Living Free is a 1972 British drama film, written by Millard Kaufman and directed by Jack Couffer. It starred Nigel Davenport, Susan Hampshire and Geoffrey Keen. This film is a sequel to Born Free (1966), which was based on the 1960 book of the same name by Joy Adamson. The film Living Free is also based on a book by Joy Adamson; however, it is not based on the book of the same name but is instead based on the third book in the series, Forever Free. Singer Julie Budd sang the title song, composed by Sol Kaplan and Freddy Douglass.

==Plot==
After Elsa the lioness dies, her three lion cubs (Jespah, Gopa and Little Elsa) are forced to move to a game preserve and must learn to hunt on their own with the help of George Adamson and his wife, Joy.

==Cast==
- Nigel Davenport as George Adamson
- Susan Hampshire as Joy Adamson
- Geoffrey Keen as Kendall
- Peter Lukoye as Nuru
- Shane De Louvre as Makedde
- Robert Beaumont as Billy Collins
- Nobby Noble as Bank Manager
- Allaudin Qureshi as Bank Clerk
- Charles Hayes as Herbert Baker
- Jean Hayes as Mrs. Herbert Baker
- Edward Judd as Weaver

==Reception==
The film was nominated for one Golden Globe Awards for Best English-Language Foreign Film.

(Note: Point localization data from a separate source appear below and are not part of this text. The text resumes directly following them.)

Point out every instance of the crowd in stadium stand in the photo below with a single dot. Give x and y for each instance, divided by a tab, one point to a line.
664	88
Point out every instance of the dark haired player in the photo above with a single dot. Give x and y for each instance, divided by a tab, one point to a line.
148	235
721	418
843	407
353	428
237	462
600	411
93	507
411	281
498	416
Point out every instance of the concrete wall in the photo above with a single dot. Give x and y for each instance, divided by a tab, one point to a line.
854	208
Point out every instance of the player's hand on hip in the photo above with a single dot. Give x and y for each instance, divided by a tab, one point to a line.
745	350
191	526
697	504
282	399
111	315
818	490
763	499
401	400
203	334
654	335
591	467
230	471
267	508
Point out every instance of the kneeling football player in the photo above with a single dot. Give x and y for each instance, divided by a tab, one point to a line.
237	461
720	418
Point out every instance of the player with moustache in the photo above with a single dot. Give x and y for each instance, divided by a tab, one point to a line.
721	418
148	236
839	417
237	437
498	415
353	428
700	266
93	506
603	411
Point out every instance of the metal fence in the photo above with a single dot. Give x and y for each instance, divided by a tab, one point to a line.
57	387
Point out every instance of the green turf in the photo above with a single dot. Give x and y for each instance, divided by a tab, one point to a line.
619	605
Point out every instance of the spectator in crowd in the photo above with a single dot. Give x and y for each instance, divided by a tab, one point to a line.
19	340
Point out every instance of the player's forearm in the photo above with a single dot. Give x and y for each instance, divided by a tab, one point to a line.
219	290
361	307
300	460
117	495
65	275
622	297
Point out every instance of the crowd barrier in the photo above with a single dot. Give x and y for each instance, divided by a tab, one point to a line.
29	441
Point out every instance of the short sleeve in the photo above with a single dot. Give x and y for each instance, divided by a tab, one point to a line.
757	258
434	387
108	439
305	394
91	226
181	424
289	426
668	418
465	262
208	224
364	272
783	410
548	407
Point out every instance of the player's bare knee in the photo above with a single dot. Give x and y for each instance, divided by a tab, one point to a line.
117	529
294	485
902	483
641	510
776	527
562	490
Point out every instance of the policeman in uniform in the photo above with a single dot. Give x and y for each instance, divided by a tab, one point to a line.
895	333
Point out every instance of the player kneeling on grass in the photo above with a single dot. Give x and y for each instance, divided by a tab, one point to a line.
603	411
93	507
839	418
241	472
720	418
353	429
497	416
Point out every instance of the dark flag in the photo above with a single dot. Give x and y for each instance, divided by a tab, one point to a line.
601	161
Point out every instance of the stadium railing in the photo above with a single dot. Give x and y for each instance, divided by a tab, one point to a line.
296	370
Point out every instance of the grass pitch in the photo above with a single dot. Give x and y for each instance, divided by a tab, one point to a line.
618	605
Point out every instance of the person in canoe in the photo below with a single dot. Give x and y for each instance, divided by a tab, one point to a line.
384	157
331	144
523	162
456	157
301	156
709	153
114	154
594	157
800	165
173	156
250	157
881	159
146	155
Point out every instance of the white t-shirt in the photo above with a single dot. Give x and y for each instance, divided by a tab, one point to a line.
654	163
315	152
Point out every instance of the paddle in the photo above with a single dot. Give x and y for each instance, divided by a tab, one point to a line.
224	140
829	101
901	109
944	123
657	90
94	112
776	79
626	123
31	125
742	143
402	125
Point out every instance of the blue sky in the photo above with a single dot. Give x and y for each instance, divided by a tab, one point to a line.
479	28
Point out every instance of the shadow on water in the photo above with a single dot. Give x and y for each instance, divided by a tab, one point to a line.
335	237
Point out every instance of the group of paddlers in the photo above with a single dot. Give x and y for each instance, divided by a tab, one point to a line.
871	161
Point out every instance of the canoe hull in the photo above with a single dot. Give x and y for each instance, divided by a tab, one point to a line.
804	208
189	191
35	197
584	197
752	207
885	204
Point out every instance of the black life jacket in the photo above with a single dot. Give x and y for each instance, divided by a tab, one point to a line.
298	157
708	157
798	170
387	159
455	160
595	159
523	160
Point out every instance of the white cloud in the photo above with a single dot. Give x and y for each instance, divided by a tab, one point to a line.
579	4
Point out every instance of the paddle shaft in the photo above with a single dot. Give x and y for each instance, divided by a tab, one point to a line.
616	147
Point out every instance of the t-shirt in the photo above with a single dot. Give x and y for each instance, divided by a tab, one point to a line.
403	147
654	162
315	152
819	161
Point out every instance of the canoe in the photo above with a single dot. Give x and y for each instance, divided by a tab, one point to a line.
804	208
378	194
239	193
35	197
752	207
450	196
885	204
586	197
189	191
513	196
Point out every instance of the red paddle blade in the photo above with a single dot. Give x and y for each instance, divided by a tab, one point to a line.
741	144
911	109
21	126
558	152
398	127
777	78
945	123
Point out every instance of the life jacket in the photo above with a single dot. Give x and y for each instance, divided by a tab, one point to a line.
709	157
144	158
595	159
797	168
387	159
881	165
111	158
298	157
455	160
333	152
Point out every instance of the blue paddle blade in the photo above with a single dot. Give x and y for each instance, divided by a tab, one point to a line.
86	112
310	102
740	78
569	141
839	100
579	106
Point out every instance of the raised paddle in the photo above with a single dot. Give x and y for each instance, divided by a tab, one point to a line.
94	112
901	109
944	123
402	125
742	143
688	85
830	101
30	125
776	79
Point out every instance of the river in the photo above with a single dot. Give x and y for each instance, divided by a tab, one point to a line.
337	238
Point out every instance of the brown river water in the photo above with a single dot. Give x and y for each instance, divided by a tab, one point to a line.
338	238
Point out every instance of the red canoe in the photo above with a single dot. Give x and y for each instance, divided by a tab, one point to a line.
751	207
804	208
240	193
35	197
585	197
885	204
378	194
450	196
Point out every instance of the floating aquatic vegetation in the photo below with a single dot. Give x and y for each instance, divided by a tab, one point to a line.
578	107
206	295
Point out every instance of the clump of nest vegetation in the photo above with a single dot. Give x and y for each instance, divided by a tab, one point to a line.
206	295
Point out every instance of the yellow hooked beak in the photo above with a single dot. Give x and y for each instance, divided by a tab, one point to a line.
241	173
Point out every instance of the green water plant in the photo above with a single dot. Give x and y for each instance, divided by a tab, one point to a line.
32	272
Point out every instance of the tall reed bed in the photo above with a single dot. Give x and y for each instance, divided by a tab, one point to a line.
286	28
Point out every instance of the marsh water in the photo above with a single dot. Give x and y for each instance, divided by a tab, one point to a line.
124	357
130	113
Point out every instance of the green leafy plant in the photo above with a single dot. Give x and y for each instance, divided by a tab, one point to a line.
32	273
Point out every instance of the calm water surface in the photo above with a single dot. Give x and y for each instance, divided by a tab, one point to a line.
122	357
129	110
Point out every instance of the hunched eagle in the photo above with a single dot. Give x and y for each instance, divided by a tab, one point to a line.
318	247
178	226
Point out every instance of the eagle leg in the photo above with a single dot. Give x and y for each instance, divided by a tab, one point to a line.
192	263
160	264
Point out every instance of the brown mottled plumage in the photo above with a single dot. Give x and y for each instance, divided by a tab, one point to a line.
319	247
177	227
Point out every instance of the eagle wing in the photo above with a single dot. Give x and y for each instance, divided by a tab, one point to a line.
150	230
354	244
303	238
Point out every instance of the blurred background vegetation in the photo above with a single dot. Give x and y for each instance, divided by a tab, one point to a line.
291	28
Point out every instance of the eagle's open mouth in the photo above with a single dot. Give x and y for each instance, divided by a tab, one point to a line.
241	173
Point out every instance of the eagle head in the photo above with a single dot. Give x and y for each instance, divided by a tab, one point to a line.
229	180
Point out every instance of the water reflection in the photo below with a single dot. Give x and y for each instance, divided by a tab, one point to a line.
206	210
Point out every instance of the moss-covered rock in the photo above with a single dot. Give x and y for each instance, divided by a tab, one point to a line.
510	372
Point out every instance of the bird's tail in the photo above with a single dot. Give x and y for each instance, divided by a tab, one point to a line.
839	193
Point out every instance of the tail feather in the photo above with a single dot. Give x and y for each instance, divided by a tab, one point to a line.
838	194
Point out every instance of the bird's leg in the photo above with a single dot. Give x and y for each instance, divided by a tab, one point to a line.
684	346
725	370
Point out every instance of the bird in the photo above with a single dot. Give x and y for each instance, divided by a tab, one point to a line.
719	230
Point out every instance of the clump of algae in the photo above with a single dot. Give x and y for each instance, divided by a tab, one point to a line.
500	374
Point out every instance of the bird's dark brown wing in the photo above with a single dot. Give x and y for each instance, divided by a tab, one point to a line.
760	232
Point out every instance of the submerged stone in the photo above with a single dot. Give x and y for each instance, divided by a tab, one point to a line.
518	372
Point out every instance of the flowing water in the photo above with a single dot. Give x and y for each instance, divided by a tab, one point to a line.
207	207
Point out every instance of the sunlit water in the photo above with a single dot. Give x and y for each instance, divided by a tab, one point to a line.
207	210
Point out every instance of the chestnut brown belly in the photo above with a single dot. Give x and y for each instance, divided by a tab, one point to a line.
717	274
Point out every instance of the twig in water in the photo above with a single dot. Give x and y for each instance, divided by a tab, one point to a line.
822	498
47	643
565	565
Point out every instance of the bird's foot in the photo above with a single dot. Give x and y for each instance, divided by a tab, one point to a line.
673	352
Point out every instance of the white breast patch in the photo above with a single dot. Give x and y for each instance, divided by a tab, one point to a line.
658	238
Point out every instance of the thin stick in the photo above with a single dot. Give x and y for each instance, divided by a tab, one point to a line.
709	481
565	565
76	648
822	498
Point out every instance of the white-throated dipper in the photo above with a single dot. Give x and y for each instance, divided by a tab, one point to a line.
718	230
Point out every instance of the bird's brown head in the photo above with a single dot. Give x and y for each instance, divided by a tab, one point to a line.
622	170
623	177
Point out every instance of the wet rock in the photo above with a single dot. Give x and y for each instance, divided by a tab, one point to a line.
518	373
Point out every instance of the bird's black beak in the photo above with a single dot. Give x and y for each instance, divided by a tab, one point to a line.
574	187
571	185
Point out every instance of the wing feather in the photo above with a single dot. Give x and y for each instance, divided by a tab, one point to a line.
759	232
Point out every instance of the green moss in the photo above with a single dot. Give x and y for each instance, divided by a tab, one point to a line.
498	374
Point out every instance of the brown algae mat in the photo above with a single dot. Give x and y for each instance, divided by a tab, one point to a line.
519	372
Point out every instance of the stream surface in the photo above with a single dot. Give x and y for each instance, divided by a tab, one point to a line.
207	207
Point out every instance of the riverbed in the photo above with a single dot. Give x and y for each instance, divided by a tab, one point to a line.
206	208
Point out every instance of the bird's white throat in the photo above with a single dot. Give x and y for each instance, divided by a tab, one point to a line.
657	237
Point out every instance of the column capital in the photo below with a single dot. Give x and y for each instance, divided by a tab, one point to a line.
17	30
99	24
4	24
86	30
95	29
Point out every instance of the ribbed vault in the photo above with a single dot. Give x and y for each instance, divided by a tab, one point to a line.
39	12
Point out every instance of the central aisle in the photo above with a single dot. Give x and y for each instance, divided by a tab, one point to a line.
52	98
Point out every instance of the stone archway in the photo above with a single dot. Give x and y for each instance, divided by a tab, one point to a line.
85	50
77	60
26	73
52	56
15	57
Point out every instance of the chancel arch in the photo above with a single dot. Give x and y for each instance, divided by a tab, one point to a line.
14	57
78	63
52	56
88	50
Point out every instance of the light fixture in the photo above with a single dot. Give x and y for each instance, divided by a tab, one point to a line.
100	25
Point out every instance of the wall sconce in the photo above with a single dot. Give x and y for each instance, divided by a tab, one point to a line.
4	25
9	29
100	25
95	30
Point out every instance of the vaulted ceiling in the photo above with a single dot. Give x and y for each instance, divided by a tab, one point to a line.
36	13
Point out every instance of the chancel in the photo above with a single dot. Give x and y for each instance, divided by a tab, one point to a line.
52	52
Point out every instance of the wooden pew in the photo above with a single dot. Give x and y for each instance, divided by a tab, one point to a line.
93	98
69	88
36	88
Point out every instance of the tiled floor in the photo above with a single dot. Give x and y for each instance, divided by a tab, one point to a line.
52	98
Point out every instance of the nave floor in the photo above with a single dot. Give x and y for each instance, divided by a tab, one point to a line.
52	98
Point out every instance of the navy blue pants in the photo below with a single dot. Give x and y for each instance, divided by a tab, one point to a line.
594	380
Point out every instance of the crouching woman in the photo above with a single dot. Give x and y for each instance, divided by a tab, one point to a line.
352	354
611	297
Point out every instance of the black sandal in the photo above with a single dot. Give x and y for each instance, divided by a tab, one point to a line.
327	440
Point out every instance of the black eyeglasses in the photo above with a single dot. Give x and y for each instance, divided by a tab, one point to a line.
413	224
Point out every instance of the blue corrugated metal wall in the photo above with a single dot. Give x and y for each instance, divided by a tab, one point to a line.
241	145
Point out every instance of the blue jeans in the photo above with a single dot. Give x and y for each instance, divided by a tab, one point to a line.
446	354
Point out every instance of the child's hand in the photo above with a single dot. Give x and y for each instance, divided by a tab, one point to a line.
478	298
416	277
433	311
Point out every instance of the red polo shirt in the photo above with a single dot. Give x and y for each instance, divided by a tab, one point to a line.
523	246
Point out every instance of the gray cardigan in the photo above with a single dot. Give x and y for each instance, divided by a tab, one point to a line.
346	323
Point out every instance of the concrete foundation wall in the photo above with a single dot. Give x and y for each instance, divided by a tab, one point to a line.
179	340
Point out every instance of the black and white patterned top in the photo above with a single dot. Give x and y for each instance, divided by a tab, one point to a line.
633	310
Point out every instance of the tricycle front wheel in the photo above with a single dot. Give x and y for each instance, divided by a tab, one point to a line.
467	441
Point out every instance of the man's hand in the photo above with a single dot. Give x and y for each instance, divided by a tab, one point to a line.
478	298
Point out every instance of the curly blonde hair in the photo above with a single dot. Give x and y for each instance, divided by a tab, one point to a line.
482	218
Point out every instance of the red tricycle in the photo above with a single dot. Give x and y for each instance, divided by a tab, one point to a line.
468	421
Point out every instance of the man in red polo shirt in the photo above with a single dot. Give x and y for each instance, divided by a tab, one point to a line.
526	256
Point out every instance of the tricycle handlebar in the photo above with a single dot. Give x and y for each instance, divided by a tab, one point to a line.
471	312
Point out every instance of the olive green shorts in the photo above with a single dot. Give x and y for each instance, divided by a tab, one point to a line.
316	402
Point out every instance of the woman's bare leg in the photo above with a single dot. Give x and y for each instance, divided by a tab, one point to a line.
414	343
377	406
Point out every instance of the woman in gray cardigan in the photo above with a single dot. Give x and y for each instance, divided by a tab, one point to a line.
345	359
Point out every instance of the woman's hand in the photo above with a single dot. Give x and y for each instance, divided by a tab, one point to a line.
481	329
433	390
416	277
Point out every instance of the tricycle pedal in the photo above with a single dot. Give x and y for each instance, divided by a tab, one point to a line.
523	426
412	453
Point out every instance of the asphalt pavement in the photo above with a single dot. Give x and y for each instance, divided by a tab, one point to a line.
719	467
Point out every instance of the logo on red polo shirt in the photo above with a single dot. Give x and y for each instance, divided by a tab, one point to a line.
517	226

Howard Thompson from The New York Times wrote: "'Born Free' history is repeating itself and the freshness and novelty wear thin. Still, these are enterprising, well-meaning adults, the animals—all of them — and the exotic scenery are diverting, and the picture is clean as a lion's tooth, not that we've ever crawled up close for a look. "Living Free" is close enough to sensible entertainment for the children — and bright ones, too." Andy Webb from The Movie Scene gave the film two out of five stars and stated: "What this all boils down to is that "Living Free" whilst still an entertaining movie is not a patch on "Born Free". From the change in actors, through to the overlong recap and natural history lesson it just doesn't feel right. And whilst the storyline itself relays some of the emotion of Joy and George's battle to protect Elsa's legacy the connection to the emotion never really comes across from the acting or the way the movie is directed.